In 1979, in an effort to help reduce dietary risks for chronic diseases, USDA stacked the groups with plant foods above animal foods, eliciting a furor that led USDA nutritionists to begin a 12-year project to research a new food guide.
USDA released a food guide Pyramid in 1991, withdrew it under protest from meat producers, and re-released it a year later. Meat and dairy producers did not like being at the “eat less” top of the Pyramid. Nutritionists thought it promoted too many servings of high-calorie grains.
In 2005, the USDA replaced that Pyramid with the unobjectionable, food-free MyPyramid. This was impossible to teach (you had to know what each color stood for), eliminated any sense that it is better to eat some foods than others, and required a computer to personalize your own diet.
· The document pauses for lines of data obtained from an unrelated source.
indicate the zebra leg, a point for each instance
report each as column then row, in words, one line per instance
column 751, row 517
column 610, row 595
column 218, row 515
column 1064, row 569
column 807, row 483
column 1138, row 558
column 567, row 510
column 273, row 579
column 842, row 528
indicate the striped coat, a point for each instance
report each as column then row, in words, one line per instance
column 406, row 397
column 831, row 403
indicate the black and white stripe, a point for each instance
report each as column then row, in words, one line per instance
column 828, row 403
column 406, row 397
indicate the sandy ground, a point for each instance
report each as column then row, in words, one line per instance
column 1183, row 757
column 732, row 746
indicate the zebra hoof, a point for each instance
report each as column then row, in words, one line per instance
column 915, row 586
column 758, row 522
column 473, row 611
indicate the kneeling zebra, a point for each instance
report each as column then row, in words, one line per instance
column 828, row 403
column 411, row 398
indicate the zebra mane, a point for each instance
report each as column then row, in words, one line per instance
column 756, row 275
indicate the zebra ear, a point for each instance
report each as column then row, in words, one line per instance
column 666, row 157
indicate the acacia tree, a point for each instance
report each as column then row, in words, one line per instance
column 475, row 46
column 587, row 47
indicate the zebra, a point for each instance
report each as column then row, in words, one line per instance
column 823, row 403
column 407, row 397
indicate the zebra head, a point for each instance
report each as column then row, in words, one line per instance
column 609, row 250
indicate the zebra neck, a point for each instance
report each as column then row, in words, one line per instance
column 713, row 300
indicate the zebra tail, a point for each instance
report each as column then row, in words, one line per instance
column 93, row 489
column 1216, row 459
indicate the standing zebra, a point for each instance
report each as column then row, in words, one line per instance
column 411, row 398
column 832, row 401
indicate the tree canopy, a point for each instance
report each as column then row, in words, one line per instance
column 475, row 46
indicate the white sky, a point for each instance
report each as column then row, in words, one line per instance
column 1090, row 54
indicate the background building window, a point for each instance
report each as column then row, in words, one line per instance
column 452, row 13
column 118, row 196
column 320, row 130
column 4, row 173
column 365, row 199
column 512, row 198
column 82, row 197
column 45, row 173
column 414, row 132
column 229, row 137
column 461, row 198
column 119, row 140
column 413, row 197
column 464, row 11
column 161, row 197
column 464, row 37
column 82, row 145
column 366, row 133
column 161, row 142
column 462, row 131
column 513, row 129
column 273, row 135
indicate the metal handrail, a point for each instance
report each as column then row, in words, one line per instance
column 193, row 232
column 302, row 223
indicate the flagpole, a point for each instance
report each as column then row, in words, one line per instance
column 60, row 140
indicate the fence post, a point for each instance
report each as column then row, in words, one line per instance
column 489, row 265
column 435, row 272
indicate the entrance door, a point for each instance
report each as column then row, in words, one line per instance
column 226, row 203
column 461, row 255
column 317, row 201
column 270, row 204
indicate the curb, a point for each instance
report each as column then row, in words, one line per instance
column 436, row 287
USDA officials say they spent about $2 million to research and test the new plate logo, create its website, and publicize it. This is a lot or a little depending on your perspective, but a plate is not exactly a new concept. The American Diabetes Association, American Institute for Cancer Research and Canadian government have all used similar plant-focused plates for years. The Physicians Committee for Responsible Medicine has one with a similar design but 100 percent vegetarian.
We can argue over nutritional details, but I think USDA’s plate-plus-messages works better than anything it has done before. The plate works for health and for disease prevention. It took courage to make half of it fruit and vegetables. That’s real progress.
Now the challenge is to Congress: How about fixing agricultural policies so they support these recommendations?
See Marion Nestle’s blog and website: www.foodpolitics.com
Some criticisms, mainly analyses of the disconnect between MyPlate recommendations and current US agricultural policies — both coming from the same, historically schizophrenic USDA: Andy Bellatti in his Small Bites blog and Melanie Warner on BNET. The Physicians Committee for Responsible Medicine explains why agricultural policy needs a fix.
Ruth Bourdain, witty anonymous blogger, rather prefers his/her version. There, that looks better.
So who is Ruth Bourdain? The Independent describes him/her thus: “Put celebrity chef Anthony Bourdain under a curtain of restaurant critic Ruth Reichl’s hair and you get the culinary lovechild Ruth Bourdain, a snarky, hilarious Twitter avatar whose irreverence has been recognized by the James Beard Awards. The Humor category is a new addition to this year’s James Beard Foundation Book, Broadcast & Journalism Awards Dinner, which honours the top cookbook authors, culinary broadcast producers and hosts, and food journalists.”